Costume e Società

Le imprese italiane ancora poco digitali

Due imprese su tre ritengono secondari gli investimenti nel mondo digitale. Restano indietro anche le infrastrutture

Nonostante i passi in avanti degli ultimi anni, il rapporto tra le imprese e il mondo del digitale rimane tortuoso e con diverse difficoltà. Molto spesso l’approccio delle imprese risulta essere quasi disinteressato, come se tutto quello che riguarda la parte digitale dell’impresa fosse un di più.

Secondo i dati di quest’anno del rapporto sulla competitività dei settori produttivi realizzato dall’Istat, il 63% delle imprese italiane realizza infatti nell’ambito Ict (tecnologie dell’informazione e della comunicazione) investimenti irrilevanti. L’analisi, arrivata alla sesta edizione, pone il focus sulle strutture e le performance del sistema produttivo italiano. Questi numeri fotografano aziende poco produttive e scarsamente efficienti, mediamente di dimensioni ridotte, inserite in settori produttivi strettamente tradizionali. Il rapporto descrive un sistema chiaramente in transizione, con segnali di ripresa dal lato degli investimenti grazie anche al piano Industria 4.0. Elementi positivi che si contrappongono però a lacune ancora troppo evidenti.

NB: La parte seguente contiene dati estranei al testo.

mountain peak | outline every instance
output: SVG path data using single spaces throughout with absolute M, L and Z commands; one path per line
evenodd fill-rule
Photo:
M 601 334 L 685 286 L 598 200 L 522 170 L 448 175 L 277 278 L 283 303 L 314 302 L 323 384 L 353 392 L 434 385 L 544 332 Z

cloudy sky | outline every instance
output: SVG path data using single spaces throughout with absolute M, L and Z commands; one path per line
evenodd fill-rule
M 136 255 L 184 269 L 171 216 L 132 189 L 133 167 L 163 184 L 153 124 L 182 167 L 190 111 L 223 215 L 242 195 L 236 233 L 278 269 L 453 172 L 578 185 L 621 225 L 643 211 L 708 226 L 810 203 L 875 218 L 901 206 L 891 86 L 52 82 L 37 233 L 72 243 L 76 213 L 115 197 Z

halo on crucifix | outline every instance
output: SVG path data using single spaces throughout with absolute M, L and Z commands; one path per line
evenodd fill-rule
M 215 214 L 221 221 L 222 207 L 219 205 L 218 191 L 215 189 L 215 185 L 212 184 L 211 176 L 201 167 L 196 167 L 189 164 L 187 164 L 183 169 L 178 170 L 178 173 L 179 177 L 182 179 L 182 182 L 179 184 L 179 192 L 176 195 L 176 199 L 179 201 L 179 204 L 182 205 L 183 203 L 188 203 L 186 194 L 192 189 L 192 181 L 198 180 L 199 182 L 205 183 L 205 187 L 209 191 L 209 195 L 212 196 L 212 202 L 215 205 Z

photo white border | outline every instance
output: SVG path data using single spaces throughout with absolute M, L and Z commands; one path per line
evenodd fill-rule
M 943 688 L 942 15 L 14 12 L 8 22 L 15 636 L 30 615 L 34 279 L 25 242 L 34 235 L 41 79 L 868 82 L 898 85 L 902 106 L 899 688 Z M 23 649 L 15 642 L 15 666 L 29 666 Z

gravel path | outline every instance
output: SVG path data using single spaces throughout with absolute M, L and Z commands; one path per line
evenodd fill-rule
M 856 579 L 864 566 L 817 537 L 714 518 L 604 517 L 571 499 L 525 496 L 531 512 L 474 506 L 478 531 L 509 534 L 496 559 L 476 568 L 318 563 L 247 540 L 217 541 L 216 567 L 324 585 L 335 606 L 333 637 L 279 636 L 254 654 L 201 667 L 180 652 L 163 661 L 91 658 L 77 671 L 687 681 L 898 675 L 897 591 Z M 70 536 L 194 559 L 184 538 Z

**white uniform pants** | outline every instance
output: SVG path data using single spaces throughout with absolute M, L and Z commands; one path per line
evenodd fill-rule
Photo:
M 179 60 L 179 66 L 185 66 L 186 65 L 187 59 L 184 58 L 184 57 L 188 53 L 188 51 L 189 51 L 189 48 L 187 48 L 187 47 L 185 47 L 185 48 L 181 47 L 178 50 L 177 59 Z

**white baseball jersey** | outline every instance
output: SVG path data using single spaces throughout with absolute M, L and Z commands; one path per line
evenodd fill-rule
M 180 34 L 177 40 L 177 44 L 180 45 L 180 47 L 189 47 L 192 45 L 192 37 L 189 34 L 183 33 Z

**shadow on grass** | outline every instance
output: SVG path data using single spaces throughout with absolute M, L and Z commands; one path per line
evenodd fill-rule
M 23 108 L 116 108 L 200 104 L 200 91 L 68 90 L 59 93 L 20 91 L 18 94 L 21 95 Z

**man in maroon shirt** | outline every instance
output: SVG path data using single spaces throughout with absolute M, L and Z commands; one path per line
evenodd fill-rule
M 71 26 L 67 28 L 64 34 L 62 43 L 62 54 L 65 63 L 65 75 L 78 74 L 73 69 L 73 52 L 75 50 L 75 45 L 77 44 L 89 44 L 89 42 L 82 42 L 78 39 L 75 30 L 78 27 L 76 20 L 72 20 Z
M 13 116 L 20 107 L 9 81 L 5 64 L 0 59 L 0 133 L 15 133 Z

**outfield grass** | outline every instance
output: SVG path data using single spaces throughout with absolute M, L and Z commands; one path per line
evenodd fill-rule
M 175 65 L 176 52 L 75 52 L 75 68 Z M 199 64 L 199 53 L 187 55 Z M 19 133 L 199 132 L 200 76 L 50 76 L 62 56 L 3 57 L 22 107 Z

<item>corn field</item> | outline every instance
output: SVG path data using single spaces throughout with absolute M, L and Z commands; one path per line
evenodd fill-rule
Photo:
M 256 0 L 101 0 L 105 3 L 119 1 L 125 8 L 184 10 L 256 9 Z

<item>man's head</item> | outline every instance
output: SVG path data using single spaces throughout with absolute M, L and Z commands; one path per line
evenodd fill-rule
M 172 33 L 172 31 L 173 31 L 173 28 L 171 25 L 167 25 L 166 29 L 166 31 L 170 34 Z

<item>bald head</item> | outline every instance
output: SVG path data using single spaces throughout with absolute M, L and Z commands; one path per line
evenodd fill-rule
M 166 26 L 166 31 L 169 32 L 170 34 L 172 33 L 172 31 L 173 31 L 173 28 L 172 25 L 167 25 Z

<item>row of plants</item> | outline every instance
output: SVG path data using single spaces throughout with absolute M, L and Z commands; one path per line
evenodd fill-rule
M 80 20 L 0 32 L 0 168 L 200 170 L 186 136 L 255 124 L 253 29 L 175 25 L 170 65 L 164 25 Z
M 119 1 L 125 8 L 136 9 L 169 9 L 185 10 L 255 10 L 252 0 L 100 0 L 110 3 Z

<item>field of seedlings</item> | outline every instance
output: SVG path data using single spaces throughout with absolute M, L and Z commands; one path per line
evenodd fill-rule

Anche se la risalita rispetto al biennio precedente è costante, il rapporto evidenzia infatti un ritmo di accumulazione del capitale modesto rispetto ai maggiori paesi europei, con ritardi soprattutto negli investimenti in beni immateriali. Il risultato è che la quota in investimenti fissi lordi in rapporto al Pil è più bassa della media dell’Unione (gap di 3,1 punti) e il divario tende ad allargarsi. Questi ritardi riguardano soprattutto l’area digitale, dove l’Italia paga un divario ancora troppo rilevante ad esempio nella velocità di connessione ad internet.

Due terzi delle imprese italiane con oltre i dieci addetti ritengono poco rilevante l’Ict nella propria attività. Nella definizione Istat, queste imprese risultano “indifferenti”, a cui si contrappongono le aziende digitali “compiute” (elevato capitale fisico e umano, alta digitalizzazione e produttività) pari ad appena il 3% del totale, 5400 in tutto. Nel mezzo vi sono aziende “sensibili” al tema (18mila), impegnate ad investire in capitale umano, inserite più spesso nelle filiere di bevande, elettronica, informatica, audiovisivi. Modificare queste medie è importante non solo in termini di produttività ed efficienza ma anche in funzione della creazione di nuova occupazione: l’analisi Istat evidenzia infatti come nel biennio 2016-2017 le imprese più propense a digitalizzare abbiano creato in media più posti di lavoro ricomponendo inoltre l’assetto a vantaggio delle figure più qualificate. In media un’impresa su due qui ha aumentato le posizioni lavorative almeno del 3,5%, un valore cinque volte superiore rispetto alla categoria delle aziende “indifferenti”.

I segnali di transizione positiva sono comunque evidenti, a cominciare dalla propensione ad investire: il 67% delle imprese dichiara infatti di averlo fatto nel corso del 2017. Nuovi percorsi di crescita che hanno anche contribuito a spingere verso l’alto la propensione innovativa calcolata dall’Istat, salita di quattro punti rispetto alla precedente rilevazione. Resta tuttavia rilevante il gap dimensionale, perché se è vero che ad aver investito sono quasi sette aziende su dieci, la percentuale crolla al 42% per le Pmi. Visto che l’Italia ha nel suo DNA le piccole-medio imprese, questa è una barriera da superare a livello globale.

Questo ciclo di investimenti proseguirà comunque anche nel 2018, con quasi la metà del campione che prevede di spendere in nuovi software, il 31,9% in tecnologie di comunicazione, il 27% in connessioni ad alta velocità. Nelle simulazioni Istat, l’impatto delle misure di incentivazione dovrebbe produrre a livello globale per il Paese un aumento dello 0,1% degli investimenti totali sia nell’anno in corso che nel 2019. Le premesse per procedere nella direzione della crescita paiono dunque esserci, basta iniziare a cambiare mentalità.